Der Anchoring-Effekt (auch Ankereffekt oder Ankerheuristik) ist eine der staerksten kognitiven Verzerrungen in der menschlichen Entscheidungsfindung. Er beschreibt das Phaenomen, dass Menschen sich bei Bewertungen und Entscheidungen ueberproportional stark an der ersten verfuegbaren Information -- dem Anker -- orientieren.
Die Psychologen Daniel Kahneman und Amos Tversky haben den Anchoring-Effekt 1974 erstmals wissenschaftlich beschrieben. Seitdem ist er eine der am besten erforschten kognitiven Verzerrungen -- und eines der wirksamsten Werkzeuge im Marketing und Vertrieb.
Wie der Anchoring-Effekt funktioniert
Das Grundprinzip
Das Gehirn sucht bei jeder Entscheidung nach einem Referenzpunkt. Wenn ein solcher Referenzpunkt fehlt, wird die erste verfuegbare Zahl oder Information als Anker genutzt -- selbst wenn sie voellig willkuerlich ist.
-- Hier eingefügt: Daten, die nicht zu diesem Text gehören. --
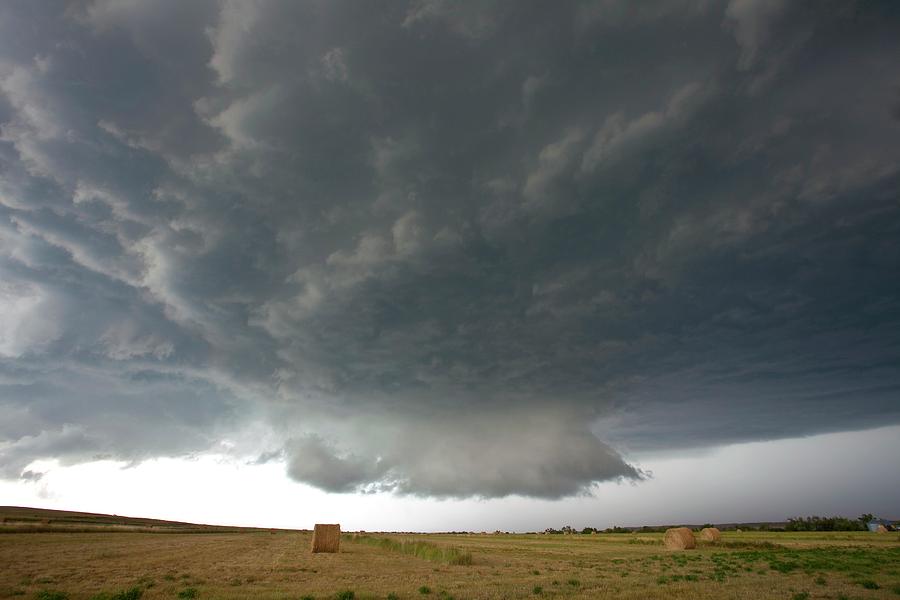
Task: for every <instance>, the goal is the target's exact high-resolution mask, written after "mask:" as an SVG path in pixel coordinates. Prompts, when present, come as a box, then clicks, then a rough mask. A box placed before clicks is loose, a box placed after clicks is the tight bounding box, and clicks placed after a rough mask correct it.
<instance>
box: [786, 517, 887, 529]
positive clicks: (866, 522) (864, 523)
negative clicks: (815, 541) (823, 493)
mask: <svg viewBox="0 0 900 600" xmlns="http://www.w3.org/2000/svg"><path fill="white" fill-rule="evenodd" d="M872 519H873V517H872V515H869V514H866V515H861V516H860V517H859V518H857V519H848V518H847V517H818V516H812V517H794V518H793V519H788V522H787V525H785V526H784V530H785V531H866V530H867V529H868V527H867V524H868V522H869V521H871V520H872Z"/></svg>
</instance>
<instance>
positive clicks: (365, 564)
mask: <svg viewBox="0 0 900 600" xmlns="http://www.w3.org/2000/svg"><path fill="white" fill-rule="evenodd" d="M8 525H9V524H7V526H6V529H7V531H8V532H7V533H5V534H3V535H0V564H2V565H3V568H2V569H0V597H4V598H11V597H25V598H38V599H45V600H54V599H62V598H64V597H67V598H69V599H71V600H79V599H85V600H88V599H91V598H97V599H106V600H112V599H122V600H126V599H129V598H137V597H142V598H145V599H148V600H151V599H155V598H201V599H213V598H221V599H237V598H273V599H295V600H300V599H303V598H351V597H355V598H435V599H438V598H440V599H445V600H446V599H447V598H450V597H453V598H457V599H462V598H538V597H548V598H573V599H574V598H631V599H638V598H641V599H644V598H710V599H712V598H748V599H749V598H780V599H798V600H799V599H807V598H832V599H840V598H847V599H849V598H859V599H862V598H890V597H898V598H900V537H898V534H896V533H890V534H871V533H776V532H771V533H763V532H746V533H737V532H725V533H724V535H723V539H722V541H721V542H719V543H717V544H712V543H705V542H702V541H701V542H698V547H697V549H695V550H689V551H683V552H673V551H667V550H665V549H664V548H663V545H662V534H596V535H538V534H522V535H489V534H482V535H448V534H414V535H413V534H411V535H396V534H366V535H364V536H355V535H353V534H344V535H343V538H342V542H341V552H340V553H339V554H311V553H310V551H309V548H310V541H311V534H310V533H309V532H302V531H286V530H278V531H275V532H272V531H260V530H246V532H238V533H235V532H226V533H218V532H209V533H175V532H171V533H149V532H130V531H125V532H122V531H118V532H111V531H110V532H101V531H98V532H84V531H77V532H72V533H64V532H54V531H48V532H43V533H41V532H32V533H25V532H11V531H10V527H9V526H8ZM51 525H52V523H51ZM404 541H405V542H420V544H418V545H415V544H411V543H408V544H407V545H406V546H405V547H404V546H401V544H399V543H395V542H404ZM450 548H455V549H456V550H457V553H456V554H451V553H448V552H446V551H447V550H448V549H450ZM460 554H462V555H463V556H468V555H470V556H471V564H451V563H452V562H453V561H452V559H448V558H447V557H451V556H459V555H460ZM463 562H469V561H468V559H467V560H466V561H463ZM129 590H131V592H130V595H129V594H128V593H127V592H128V591H129ZM135 590H136V591H135ZM348 592H353V594H352V595H350V594H349V593H348ZM54 593H58V594H56V595H54ZM62 594H65V596H63V595H62ZM117 594H120V595H117Z"/></svg>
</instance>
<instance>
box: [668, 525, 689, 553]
mask: <svg viewBox="0 0 900 600" xmlns="http://www.w3.org/2000/svg"><path fill="white" fill-rule="evenodd" d="M663 543H664V544H665V545H666V549H667V550H688V549H690V548H696V547H697V542H696V540H694V532H693V531H691V530H690V529H688V528H687V527H673V528H672V529H666V535H665V537H664V538H663Z"/></svg>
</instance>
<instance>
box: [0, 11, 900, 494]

Ein klassisches Experiment: Probanden drehen ein manipuliertes Gluecksrad, das entweder bei 10 oder bei 65 stoppt. Anschliessend werden sie gefragt, wie viel Prozent der UN-Mitgliedsstaaten afrikanisch sind. Die Gruppe mit der 65 schaetzte im Schnitt 45 Prozent, die Gruppe mit der 10 nur 25 Prozent -- obwohl das Gluecksrad offensichtlich nichts mit der Frage zu tun hatte.
Warum der Effekt so stark ist
Der Anchoring-Effekt wirkt, weil das Gehirn bei Unsicherheit nach Abkuerzungen sucht. Statt eine Bewertung von Grund auf aufzubauen, justiert es ausgehend vom Anker -- und diese Justierung ist systematisch unzureichend. Selbst Experten sind nicht immun.
Anchoring im Marketing und Pricing
Streichpreise und Rabatte
Die gaengigste Anwendung: Ein Produkt wird mit dem Originalpreis (Anker) und dem reduzierten Preis gezeigt. "Statt 199 Euro -- jetzt 99 Euro" wirkt deutlich attraktiver als einfach "99 Euro", weil der Anker bei 199 Euro liegt.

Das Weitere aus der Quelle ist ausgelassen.